Tallash Kantai’s research, funded by a One Ocean Hub Studentship, delves into the governance of marine plastics at the international level, examining the legal regimes acting on, deliberating, or linked to plastic pollution that ends up in the ocean. The work will also consider the notion of mutual effectiveness as a tool that could connect the seemingly disparate legal regimes, with a view to assessing options to create more cohesive, effective governance strategies to manage the unwieldy challenge posed by marine plastic pollution. Tallash will look at regimes that are not usually linked to the ocean, specifically from the chemicals and waste cluster of Conventions, as well as those regimes considered to have mandates related to the protection of the ocean for the common good.
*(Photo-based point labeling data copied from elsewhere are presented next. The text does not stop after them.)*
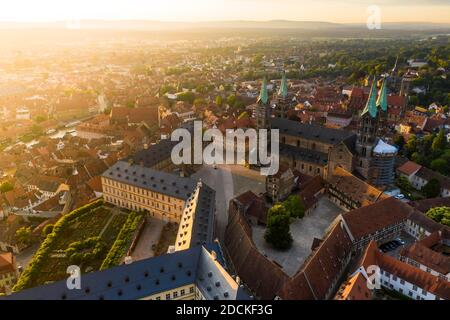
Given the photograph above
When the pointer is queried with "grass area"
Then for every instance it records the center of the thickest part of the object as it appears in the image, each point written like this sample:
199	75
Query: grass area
99	222
167	238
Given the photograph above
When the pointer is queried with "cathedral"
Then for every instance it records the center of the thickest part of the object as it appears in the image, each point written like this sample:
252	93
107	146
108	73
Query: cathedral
317	150
375	158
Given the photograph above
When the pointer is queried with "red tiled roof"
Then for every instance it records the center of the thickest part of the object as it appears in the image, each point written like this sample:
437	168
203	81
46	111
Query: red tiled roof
422	253
416	276
409	168
367	220
320	273
355	289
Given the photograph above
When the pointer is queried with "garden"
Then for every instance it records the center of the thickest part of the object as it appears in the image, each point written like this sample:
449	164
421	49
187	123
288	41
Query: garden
93	237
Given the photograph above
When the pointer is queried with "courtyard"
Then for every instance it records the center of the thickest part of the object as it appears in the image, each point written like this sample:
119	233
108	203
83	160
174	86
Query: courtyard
303	232
229	181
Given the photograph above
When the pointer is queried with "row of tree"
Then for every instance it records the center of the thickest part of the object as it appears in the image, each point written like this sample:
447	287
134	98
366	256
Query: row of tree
279	218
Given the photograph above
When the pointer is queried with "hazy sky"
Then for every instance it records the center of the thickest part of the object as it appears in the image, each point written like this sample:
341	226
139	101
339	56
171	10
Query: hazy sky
207	10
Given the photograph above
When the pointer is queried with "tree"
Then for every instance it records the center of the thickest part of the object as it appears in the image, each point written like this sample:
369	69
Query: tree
294	206
47	230
36	130
6	186
400	141
439	141
24	235
231	100
40	118
411	145
440	214
439	165
277	232
403	184
432	189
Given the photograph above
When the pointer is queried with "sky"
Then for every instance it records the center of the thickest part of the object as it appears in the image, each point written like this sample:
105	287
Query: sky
343	11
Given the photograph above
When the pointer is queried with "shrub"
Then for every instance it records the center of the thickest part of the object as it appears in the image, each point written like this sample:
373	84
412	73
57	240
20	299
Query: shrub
120	246
29	275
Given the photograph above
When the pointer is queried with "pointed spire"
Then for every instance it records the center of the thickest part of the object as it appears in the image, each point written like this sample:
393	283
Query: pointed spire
263	95
371	105
382	97
283	88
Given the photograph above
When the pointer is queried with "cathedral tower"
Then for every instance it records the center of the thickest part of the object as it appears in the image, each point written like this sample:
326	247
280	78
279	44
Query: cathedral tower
262	109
For over a decade, Tallash has observed and analysed international environmental negotiations, most recently those related to the:
- Conservation and Sustainable Use of Marine Biodiversity of Areas Beyond National Jurisdiction (BBNJ) under the United Nations Convention on the Law of the Sea;
- International Seabed Authority;
- Basel Convention on the Control of Transboundary Movements of Hazardous Wastes and their Disposal;
- Rotterdam Convention on the Prior Informed Consent Procedure for Certain Hazardous Chemicals and Pesticides in International Trade; and
- Stockholm Convention on Persistent Organic Pollutants.
She previously worked for the United Nations on REDD+ in Indonesia on a programme coordinating multi-stakeholder efforts to reduce greenhouse gas emissions by controlling deforestation and addressing land degradation. She also worked at the Africa Center for Technology Studies in Kenya, on a project considering the effects to livestock of regional responses to drought.
Tallash has an MA in Law and Diplomacy from the Fletcher School at Tufts University, and a BA in International Relations from the United States International University, Africa.